The water, still sprung out from the well, is used for watering the garden.

“It is not to change the building depending on the necessity of one’s life, but it might be important to live according to the structure of the building,” said Mr. Nakagawa.
For example, the Kyo-machiya townhouse which is famous for its hotness in summer and coldness in winter could be turned into a very comfortable space, if one could make additional arrangements over the openings such as installing sliding paper-screens inside of the glass doors. Such arrangements could be easily shown to his clients because of the integrated space for work and living. Mr. Nakagawa says, “Because I was raised in the space both for work and living and I also wished to spend time with my children, I created the space for my office and my residence together. Since this Kyo-machiya townhouse was originally built as an integrated space for work and living, my current lifestyle may match with the original purpose of this townhouse.”

The space right after the entrance is the office. Many books on architecture are filling the bookshelves.

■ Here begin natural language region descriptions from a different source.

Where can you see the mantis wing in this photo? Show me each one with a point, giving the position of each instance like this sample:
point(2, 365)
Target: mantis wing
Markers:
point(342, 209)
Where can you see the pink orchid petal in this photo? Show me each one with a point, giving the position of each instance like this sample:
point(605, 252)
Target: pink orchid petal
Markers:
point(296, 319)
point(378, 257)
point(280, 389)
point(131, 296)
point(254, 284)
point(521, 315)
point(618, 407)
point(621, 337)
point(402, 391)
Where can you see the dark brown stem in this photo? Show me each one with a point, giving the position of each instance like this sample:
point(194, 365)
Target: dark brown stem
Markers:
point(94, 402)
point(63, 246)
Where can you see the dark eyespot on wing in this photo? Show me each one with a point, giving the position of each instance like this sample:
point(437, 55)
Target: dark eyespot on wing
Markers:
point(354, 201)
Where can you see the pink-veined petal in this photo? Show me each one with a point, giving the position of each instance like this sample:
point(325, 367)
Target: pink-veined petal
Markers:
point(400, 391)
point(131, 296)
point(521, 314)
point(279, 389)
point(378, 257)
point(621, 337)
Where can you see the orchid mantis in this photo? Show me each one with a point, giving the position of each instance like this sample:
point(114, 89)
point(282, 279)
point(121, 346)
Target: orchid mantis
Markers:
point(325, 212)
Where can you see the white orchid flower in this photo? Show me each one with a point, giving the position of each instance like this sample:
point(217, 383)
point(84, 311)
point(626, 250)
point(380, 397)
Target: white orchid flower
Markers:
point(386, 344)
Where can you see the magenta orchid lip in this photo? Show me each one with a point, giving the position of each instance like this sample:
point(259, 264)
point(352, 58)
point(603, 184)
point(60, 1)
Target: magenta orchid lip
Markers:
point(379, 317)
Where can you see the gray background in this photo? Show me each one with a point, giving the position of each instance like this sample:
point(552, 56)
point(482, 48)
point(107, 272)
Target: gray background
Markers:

Living in a Kyo-machiya townhouse is to hand DNA over to the future

Mr. Nakagawa tells that a Kyo-machiya townhouse, different from a newly built house, is filled with the charms to be handed over to next generations even if it was built by somebody else. “A Kyo-machiya townhouse with a long history has gradually formed its style over years. During the time, good and bad repair works have been done. In many cases, things made in the past are well-made, which is the positive point on the lapse of time. Such fascinating point is the attractiveness, different from the newly built house.”
Continually using a Kyo-machiya townhouse by making necessary repairs is connected to handing its DNA over to the next generation. Our planting a seed in a townscape enables us to restore a Kyo-machiya townhouse even 100 years later.”

The detached tatami room, whose renovation work has completed in March 2023. A seasonal decoration is displayed on the tokonoma alcove. This room could be also used as a tea room.

At this Kyo-machiya townhouse, the tataki earth-clay floor in the garden was made by pounding the shifted earth in the garden. The walls of a connecting corridor were re-done by kneading the earth of the original wall pulled down. The stones in the garden have been repositioned. And the main materials of the tokonoma alcove in the detached tatami room are from the alcove in the main house built in the Meiji era. Old materials were reused as much as possible if any attractiveness and potentiality were found in them. It is amazing to find how well the rare sustainable approach minimizing the industrial waste is enabled in terms by such excellent materials and technology. Utilizing the original materials and making the most of them according to the original features of the Kyo-machiya townhouse could surely leads to a proper preservation of Kyo-machiya townhouse to the future.

The wall of the connecting corridor repaired with the reused earth from the other pull-down.